Previous studies have compared the use of PDT with antimicrobial drug mostly in patients diagnosed with aggressive periodontitis. Arweiler NB et al. 23) compared the use of antimicrobial drug with PDT, and found that the received PDT group and the received antimicrobials drug group leading to statistically significant clinical improvements comparing with baseline. Still, PDT cannot be recommended as a replacement of systemic antibiotics in these patients. Although antimicrobial drug might provide better clinical improvements than PDT, but antimicrobials should also be concern with their side effect, along with the higher risk of drug resistance in bacteria. However, there was very low risk of bacterial resistance in using PDT.
The vary results from several studies may cause from the differentiated in method regarding periodontal diagnosis, study design, type and concentration of photosensitizer, laser type, and exposure durations. Thus, the objective of this study was to compare the SRP alone with a single application of PDT combined SRP, and it showed significant reductions of gingival bleeding index, but not in additional improvement in pocket depth reduction and gain of clinical attachment after 6 months. Lulic M et al. 24) demonstrated that repeated PDT applications (5 times in 2 weeks) adjunctive to SRP significantly improved the probing pocket depth, clinical attachment level and bleeding on probing after 6 months compared with the group treated with SRP alone. Therefore, difference of method in studies may have contributed for the appearance of different results.

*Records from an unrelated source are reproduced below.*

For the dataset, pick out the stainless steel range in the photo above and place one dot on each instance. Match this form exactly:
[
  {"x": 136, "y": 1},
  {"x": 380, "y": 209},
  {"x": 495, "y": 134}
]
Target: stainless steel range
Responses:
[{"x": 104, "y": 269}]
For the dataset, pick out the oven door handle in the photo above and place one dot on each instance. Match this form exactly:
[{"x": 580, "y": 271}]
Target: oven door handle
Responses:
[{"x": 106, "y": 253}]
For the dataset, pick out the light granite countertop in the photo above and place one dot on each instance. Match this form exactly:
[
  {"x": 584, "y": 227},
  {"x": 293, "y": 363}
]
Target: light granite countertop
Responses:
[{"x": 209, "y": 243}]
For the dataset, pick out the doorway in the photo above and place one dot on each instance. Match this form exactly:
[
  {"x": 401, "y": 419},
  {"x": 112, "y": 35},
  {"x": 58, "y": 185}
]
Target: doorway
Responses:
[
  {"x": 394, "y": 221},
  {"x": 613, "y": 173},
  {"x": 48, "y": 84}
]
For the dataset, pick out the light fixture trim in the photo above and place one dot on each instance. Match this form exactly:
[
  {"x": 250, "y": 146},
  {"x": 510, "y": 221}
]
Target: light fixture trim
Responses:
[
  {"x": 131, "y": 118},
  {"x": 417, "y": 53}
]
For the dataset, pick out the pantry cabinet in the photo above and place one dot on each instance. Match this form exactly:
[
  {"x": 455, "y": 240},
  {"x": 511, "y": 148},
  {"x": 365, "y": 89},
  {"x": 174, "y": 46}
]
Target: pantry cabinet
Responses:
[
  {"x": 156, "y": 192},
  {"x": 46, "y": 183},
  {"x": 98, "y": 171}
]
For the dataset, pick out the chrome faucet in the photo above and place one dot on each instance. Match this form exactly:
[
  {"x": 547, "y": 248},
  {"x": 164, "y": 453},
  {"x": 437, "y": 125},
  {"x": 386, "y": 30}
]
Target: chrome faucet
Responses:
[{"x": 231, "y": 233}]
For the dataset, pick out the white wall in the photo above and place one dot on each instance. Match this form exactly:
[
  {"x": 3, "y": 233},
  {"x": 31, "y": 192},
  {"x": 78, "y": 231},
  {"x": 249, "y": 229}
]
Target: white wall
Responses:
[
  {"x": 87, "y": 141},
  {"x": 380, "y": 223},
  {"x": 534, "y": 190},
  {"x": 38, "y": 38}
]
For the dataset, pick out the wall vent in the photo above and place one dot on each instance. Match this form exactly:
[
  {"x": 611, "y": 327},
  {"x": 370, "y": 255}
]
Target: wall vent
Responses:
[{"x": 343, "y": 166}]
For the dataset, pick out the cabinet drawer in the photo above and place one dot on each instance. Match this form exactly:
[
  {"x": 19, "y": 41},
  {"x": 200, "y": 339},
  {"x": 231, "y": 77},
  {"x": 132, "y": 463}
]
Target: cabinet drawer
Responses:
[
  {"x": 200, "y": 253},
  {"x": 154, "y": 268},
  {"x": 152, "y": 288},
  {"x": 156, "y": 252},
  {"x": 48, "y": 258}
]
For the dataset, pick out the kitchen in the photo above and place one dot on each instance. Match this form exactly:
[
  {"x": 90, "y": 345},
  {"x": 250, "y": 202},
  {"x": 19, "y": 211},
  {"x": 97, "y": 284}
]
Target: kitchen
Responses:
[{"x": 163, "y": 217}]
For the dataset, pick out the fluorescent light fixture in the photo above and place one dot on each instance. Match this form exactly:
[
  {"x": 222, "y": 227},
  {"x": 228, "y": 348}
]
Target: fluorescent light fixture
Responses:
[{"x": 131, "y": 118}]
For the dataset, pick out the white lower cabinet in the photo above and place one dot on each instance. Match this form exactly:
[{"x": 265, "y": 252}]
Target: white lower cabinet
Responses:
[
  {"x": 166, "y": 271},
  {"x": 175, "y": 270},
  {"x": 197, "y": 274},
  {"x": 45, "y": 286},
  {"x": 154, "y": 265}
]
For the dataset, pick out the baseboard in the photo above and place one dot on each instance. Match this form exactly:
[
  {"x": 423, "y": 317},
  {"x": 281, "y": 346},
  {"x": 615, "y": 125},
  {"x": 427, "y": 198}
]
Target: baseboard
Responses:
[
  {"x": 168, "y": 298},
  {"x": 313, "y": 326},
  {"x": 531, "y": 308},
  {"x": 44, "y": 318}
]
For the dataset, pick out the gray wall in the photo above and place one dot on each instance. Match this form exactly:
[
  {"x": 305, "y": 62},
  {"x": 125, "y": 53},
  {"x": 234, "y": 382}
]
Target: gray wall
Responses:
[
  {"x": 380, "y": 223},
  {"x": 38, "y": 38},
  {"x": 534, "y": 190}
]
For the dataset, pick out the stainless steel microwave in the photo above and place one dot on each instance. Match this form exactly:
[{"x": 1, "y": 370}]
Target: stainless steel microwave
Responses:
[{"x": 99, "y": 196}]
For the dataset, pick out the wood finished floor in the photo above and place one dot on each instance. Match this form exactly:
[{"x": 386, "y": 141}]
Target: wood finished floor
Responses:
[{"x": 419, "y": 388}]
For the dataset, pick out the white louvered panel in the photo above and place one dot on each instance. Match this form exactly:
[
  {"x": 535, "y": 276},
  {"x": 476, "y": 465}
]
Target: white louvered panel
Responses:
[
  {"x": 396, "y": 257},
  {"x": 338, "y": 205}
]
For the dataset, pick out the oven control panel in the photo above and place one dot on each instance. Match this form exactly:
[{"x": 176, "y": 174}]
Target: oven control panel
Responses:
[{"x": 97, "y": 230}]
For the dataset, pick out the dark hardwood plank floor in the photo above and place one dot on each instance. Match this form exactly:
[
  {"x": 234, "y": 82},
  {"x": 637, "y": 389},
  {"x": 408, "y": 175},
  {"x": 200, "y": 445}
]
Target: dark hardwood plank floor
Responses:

In conclusion, the present study showed that addition of a single application of PDT as an adjunctive therapy to SRP failed to result in an improvement in terms of probing pocket depth reduction, plaque index reduction and clinical attachment gain, but it resulted in a significantly greater reduction in gingival bleeding and gingival inflammation.
Acknowledgement:
This study was supported by Research Fund of Srinakharinwirot University.
Conflict of interest:
The authors declare that they have no conflict of interest.